多摩川でまた浚渫工事が始まってゐた。その案内版の説明に「街を洪水から守るため多摩川の土砂を取り除く」とあった。川の土砂を取り除くことなどできるものなのか。まさかマントルまでほるつもりもないだらうから、ここは文字通りに受け取るべきでない。さういふことを空氣を讀むというのか。要するに互にもたれあって何を言ひたいか理解するしかない。

かういふことが國際關係で通用しないことは最近よく言はれるやうになった。しかし、浚とか渫とかが使用してはならない字であるといふことを河川事務所の役人はどうして確かめたのだらう。

使用可能かどうかは、『大字典』にはでてゐない。文字コードをしらべるための三省堂の『大活字漢字辭典』には出てゐるけれど、10年前の刊行。その後常用漢字表が改訂になったことは知ってゐるし、文化廳の會議を傍聽して案の段階の資料は探せばあるはずだけれど、さういふものを引っ張りだすのは億劫だ。しかし、役人はさういふことをしなければならないのだとすれば、なんと無駄な作業を強いてゐることだらう。

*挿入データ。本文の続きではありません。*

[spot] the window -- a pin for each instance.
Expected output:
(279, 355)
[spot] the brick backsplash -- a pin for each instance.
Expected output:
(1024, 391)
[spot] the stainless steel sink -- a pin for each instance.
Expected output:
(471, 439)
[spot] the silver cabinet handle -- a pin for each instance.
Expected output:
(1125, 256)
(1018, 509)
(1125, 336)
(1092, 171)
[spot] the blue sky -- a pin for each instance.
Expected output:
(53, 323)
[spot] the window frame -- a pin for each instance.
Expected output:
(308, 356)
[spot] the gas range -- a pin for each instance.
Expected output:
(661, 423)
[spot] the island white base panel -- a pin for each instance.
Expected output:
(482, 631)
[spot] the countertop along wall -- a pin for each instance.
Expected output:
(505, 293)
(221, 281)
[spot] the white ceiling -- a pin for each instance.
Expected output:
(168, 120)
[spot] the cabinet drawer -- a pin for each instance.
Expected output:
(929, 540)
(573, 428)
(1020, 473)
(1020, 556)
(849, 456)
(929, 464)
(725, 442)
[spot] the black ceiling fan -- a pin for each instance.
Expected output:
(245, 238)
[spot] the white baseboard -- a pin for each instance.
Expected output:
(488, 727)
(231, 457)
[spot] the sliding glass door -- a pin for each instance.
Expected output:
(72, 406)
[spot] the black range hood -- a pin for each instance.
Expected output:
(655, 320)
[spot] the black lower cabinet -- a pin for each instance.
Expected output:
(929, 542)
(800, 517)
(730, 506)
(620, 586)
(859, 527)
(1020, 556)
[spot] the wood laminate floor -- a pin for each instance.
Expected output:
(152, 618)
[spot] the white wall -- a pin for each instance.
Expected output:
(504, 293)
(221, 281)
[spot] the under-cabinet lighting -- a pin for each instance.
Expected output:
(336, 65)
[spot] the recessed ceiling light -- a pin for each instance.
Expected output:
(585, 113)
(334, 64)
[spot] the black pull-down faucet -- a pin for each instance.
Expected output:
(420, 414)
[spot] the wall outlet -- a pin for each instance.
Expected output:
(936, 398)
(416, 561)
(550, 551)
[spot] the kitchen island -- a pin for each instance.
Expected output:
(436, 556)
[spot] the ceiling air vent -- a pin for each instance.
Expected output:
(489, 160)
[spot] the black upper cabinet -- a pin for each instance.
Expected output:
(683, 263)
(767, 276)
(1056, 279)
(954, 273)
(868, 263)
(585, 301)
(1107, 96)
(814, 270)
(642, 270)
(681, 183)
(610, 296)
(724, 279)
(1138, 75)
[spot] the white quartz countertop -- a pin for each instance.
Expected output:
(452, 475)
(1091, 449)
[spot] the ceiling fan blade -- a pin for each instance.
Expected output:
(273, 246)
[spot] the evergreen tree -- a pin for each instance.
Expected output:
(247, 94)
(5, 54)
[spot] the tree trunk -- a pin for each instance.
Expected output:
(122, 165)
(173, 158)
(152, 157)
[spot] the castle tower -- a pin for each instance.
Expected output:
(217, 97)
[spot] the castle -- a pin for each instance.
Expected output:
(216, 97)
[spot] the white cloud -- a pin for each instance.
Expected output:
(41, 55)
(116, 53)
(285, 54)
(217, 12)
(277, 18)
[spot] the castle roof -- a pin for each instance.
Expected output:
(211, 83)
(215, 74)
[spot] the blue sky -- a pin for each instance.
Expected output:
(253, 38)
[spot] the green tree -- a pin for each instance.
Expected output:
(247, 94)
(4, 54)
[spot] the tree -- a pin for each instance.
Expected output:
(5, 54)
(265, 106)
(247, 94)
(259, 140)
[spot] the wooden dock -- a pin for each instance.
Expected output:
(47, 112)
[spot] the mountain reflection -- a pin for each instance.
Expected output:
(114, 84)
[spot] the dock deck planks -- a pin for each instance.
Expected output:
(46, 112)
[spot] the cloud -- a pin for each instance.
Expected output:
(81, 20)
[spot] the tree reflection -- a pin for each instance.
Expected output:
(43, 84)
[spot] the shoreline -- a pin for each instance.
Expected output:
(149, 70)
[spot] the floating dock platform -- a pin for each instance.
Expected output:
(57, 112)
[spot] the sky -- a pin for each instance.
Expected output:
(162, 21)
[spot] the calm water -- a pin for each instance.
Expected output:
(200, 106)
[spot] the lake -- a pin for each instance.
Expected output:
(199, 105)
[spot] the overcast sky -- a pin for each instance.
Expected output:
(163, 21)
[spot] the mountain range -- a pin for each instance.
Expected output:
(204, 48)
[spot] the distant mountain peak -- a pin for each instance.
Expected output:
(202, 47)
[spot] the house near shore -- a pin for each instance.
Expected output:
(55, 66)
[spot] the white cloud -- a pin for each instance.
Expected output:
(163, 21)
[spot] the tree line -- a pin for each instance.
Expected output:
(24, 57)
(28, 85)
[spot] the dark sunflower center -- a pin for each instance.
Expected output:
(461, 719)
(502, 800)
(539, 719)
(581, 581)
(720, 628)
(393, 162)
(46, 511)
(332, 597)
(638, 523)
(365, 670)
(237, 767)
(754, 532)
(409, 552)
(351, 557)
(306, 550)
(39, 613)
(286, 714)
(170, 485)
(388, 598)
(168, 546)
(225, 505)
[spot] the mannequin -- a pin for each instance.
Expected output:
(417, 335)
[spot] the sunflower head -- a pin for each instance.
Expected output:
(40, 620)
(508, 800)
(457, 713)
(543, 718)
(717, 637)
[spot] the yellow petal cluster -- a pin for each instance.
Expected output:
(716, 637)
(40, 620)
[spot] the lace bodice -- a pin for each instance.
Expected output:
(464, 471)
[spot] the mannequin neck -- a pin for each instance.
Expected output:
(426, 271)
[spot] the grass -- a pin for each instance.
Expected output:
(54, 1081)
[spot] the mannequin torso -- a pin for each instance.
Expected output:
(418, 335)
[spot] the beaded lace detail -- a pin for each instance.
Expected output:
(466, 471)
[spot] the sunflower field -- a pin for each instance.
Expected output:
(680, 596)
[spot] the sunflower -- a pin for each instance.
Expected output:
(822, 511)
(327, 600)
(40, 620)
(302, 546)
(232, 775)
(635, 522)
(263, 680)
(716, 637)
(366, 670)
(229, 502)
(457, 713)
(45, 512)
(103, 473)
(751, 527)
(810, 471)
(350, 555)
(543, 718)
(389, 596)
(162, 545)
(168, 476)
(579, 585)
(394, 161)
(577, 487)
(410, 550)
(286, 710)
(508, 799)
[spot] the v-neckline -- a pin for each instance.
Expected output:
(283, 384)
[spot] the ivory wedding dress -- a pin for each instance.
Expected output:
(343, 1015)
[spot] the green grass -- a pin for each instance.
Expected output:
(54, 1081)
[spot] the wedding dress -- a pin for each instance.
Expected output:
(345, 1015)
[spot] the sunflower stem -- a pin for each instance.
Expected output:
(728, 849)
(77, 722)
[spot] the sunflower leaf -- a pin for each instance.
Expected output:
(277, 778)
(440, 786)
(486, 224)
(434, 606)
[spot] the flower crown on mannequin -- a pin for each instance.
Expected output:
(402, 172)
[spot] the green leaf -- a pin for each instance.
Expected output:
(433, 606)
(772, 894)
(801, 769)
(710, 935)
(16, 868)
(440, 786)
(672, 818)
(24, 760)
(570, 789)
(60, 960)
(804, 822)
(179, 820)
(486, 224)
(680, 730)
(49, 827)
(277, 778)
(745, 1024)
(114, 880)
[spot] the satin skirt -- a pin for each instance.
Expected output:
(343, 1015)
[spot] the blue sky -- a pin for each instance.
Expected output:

露伴はつぎのやうなことを言ってゐる(雜誌科學ペン昭和14年1月號)


<「字」といふ字の意味が元來、孳乳繁殖を意味してゐて、社會の事物思想が段々と新生してくると、言語だの文字だのは隨應して増加して行くべき譯ですから、それを制限しようといふのは容易ではない。

幸に活字の世だから活字を潰して終へぼ其事も可能のやうだがね。子供が殖えると生活が辛くなるから、ドシドシ間引いて、そしてホルモン劑を澤山呑んで明朗に暮して行かうといふ世渡り法も賢いか知らぬが、それとこれとは同じにはならぬ。文字は減じ得ても言語は増さぬ譯には行かぬ。言葉は元來が耳に訴ヘるものだ、それを目に訴ヘるものにして長々しく示されるやうになる。>

『大字典』には「會意形聲。本義は家の中にて子を生むこと」とある。少子化對策といふが、「字」をつぶしてゐてはそれもあぶないではないかと思ふ。上田萬年明治38年7月の文には

<第五の誤解は、世の中の論者は、何ぞといふと漢字の問題に付して、日本は普通教育に於ても、漢字を充分に教へなければならぬ、又其漢字の假名遣の如きものも、成るべく昔通りのものを教へなければならぬ、といふやうな事を論ずる。

其理由を聽くと、清韓教育の爲に、白本人は今後大に仕事をしなければならぬのであッて、清韓教育の爲めには、漢字の智識或は舊來の字音假名遣の如きは、非常に必要なものである、と斯う云ふ事を言ッて居る。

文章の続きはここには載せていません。